Kohar Avakian’s themes of omission and vocation find echo in the volume’s closing piece, photojournalist Scout Tufankjian’s “We Are All Armenian.” Tufankjian traces her calling to photojournalism to an encounter with a middle-school history teacher who denied the existence of the Armenian Genocide, and recounts her recent project to photograph diasporan Armenians across the globe. Her photography makes visible the existence of a people and culture. Her photographs are imperative acts: “I channeled my child’s fury at my denialist history teacher into a career where I demanded that others see the things that I have seen.” Photography helps Tufankjian locate herself in a culture in which she has felt, at times, a fraudulent belonging. The essay culminates in a deeply personal realization that nevertheless speaks for those assembled in the anthology:
I had grown up thinking that there was a tiny box you need to squeeze into to be a good Armenian, a box that I did not fit in, but my travels showed me that there is a place for all of us within this huge Armenian family, whether we are half Armenians, gay Armenians, Black Armenians, arty Armenians, atheist Armenians, non-Armenian-speaking-Armenians, or good old-fashioned 100 percent Armenian AYF/AGBU-belonging/churchgoing/future-engineer Armenians. We are all Armenian. All of us have a role to play in the future of our community. Even me. What I had thought was my lack of belonging was in fact my way of belonging. While my sense of this belonging may have been fractured, I did, despite it all, still belong.
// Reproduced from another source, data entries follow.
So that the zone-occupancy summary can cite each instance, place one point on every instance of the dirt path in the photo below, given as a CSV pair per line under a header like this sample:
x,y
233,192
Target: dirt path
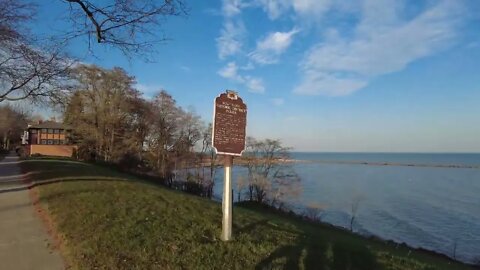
x,y
24,241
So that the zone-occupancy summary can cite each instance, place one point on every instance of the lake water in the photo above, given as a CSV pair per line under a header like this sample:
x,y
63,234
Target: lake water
x,y
423,206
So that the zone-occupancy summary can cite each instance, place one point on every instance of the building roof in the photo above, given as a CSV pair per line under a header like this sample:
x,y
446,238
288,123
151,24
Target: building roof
x,y
49,124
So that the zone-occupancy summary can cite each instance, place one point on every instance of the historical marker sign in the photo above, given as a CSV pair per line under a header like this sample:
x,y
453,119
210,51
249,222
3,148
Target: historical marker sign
x,y
229,124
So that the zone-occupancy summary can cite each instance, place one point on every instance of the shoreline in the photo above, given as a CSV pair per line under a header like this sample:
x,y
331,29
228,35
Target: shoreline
x,y
457,166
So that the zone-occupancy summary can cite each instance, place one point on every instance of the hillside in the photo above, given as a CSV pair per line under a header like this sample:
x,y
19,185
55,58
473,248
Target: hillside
x,y
109,220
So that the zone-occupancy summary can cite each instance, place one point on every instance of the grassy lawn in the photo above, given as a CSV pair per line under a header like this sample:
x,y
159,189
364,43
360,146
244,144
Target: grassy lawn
x,y
110,220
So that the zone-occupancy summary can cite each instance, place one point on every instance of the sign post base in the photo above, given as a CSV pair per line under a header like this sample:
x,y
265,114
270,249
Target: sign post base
x,y
227,200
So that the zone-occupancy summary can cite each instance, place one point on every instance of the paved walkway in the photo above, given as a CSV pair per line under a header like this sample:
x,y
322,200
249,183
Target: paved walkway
x,y
24,242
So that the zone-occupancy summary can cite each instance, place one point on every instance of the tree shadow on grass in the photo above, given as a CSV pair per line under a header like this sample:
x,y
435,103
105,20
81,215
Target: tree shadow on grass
x,y
314,252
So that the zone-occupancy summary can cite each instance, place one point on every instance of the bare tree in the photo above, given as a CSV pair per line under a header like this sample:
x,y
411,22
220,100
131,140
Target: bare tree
x,y
131,26
12,123
271,176
28,69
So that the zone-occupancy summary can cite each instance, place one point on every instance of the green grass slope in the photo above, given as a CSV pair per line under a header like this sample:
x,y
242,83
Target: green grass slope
x,y
113,221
We Are All Armenian is an anthology precisely tuned to our time of dislocation and international migration, and to debates surrounding historical injustices. The anthology’s focus on stories of the Armenian diaspora, a global population of eleven million entering its second century, does not limit the book’s relevance but widens it: the contributors’ intersecting commitments and incisive articulations of diasporan subjectivity will make this book resonate with a broad audience in a world of many diasporas and dispossessed peoples who wish to salvage their many stories.